For lots of static bodies, I'd recommened that you put them into a single container ( hkpExtendedMeshShape or hkpListShape as above) and wrap a MOPP around them. Basically, the queries that you mentioned will all have to spend time in either the broadphase (if they're all separate bodies) or in the midphase (if they're all wrapped in a MOPP), and MOPP queries are faster than broadphase ones. For 10's or 100's of objects, it might not matter much, but for 1000's of objects, raycasts will get quite expensive, as will adding and removing bodies from the world. But if they're in a MOPP, that only counts as 1 body as far as the broadphase is concerned.

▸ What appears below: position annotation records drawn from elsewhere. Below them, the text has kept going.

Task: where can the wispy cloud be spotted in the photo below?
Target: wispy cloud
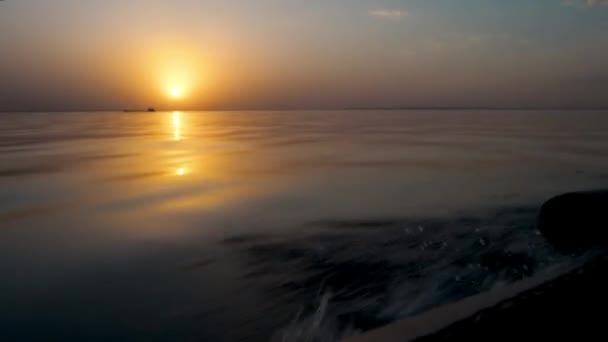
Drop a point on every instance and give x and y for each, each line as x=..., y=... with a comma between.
x=584, y=3
x=595, y=2
x=388, y=13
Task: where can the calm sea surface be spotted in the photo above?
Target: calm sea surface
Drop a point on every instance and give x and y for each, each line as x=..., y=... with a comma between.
x=250, y=226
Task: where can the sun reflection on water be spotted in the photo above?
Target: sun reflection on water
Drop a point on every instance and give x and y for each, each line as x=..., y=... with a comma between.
x=177, y=126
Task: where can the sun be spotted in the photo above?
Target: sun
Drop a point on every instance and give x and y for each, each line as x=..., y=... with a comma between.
x=176, y=92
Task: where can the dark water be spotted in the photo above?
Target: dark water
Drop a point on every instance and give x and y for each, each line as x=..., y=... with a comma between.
x=250, y=226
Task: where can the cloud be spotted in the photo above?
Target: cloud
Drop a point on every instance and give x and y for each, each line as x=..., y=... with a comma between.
x=388, y=14
x=584, y=3
x=595, y=2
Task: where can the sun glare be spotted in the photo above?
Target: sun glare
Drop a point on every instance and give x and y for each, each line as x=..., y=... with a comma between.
x=176, y=92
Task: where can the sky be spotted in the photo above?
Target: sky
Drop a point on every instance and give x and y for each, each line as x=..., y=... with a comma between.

For serialization, it's not necessary to also serialize the shape collection that it was build around BUT you need to make sure that you reproduce the original shape collection after you load the MOPP. Essentially, you can think of a MOPP as something that takes an AABB and gives back shape keys for child shapes within that AABB. So if the shape keys at runtime are different from when the MOPP was built (say, if you add the hkpExtendedMeshShape subparts in a different order), you'll get crashes or weird collisions.
Any cost from the indirection in the shape hierarchy would be negligible next to the algorithmic cost from having lots of bodies in the broadphase (as described above).
Hope that helps clear things up a bit.
-Chris